The algorithm that is used to compute the least squares solution can be selected by setting the the Method. By default, the Levenberg-Marquardt method is used, but the trust region reflective algorithm is also available. The Optimizer property gives access to the corresponding multidimensional optimizer object. You can set tolerances and control convergence as set out in the chapter on optimization.

The Fit method performs the actual least squares calculation, and adjusts the parameters of the Curve to correspond to the least squares fit. The BestFitParameters property returns a Vector containing the parameters of the curve. The GetStandardDeviations returns a Vector containing the standard deviations of each parameter as estimated in the least squares calculation.

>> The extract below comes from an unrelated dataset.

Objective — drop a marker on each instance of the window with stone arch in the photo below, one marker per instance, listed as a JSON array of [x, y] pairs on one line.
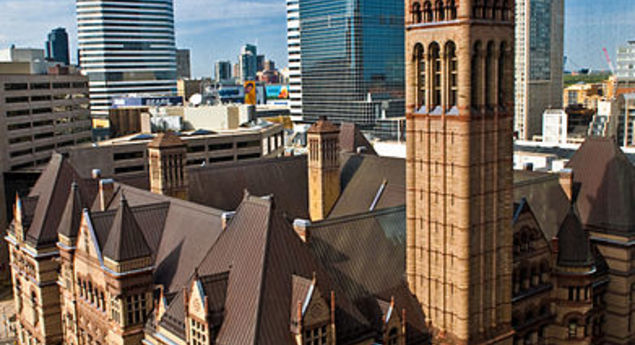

The Optimizer property also gives access to details of the calculation. It is useful to inspect its Status property to make sure the algorithm ended normally. A value other than Converged indicates some kind of problem with the algorithm.

In this example, we fit dose response data to a four parameter logistic curve.

Vector<double> dose = Vector.Create<double>(/*...*/); Vector<double> response = Vector.Create<double>(/*...*/); Vector<double> error = Vector.Create<double>(/*...*/); FourParameterLogisticCurve doseResponseCurve = new FourParameterLogisticCurve(); NonlinearCurveFitter fitter = new NonlinearCurveFitter(); fitter.Curve = doseResponseCurve; fitter.XValues = dose; fitter.YValues = response; fitter.WeightVector = WeightFunctions.GetWeightVectorFromErrors(error); fitter.Fit(); Vector<double> s = fitter.GetStandardDeviations(); Console.WriteLine("Initial value: {0,10:F6} +/- {1:F4}", doseResponseCurve.InitialValue, s[0]); Console.WriteLine("Final value: {0,10:F6} +/- {1:F4}", doseResponseCurve.FinalValue, s[1]); Console.WriteLine("Center: {0,10:F6} +/- {1:F4}", doseResponseCurve.Center, s[2]); Console.WriteLine("Hill slope: {0,10:F6} +/- {1:F4}", doseResponseCurve.HillSlope, s[3]);

Two things are worth noting. One is the use of the GetWeightVectorFromErrors method to transform the errors of the observations into their corresponding weights. Also, the FourParameterLogisticCurve class exposes properties that name the curve properties. Many of the predefined curves define such named parameters.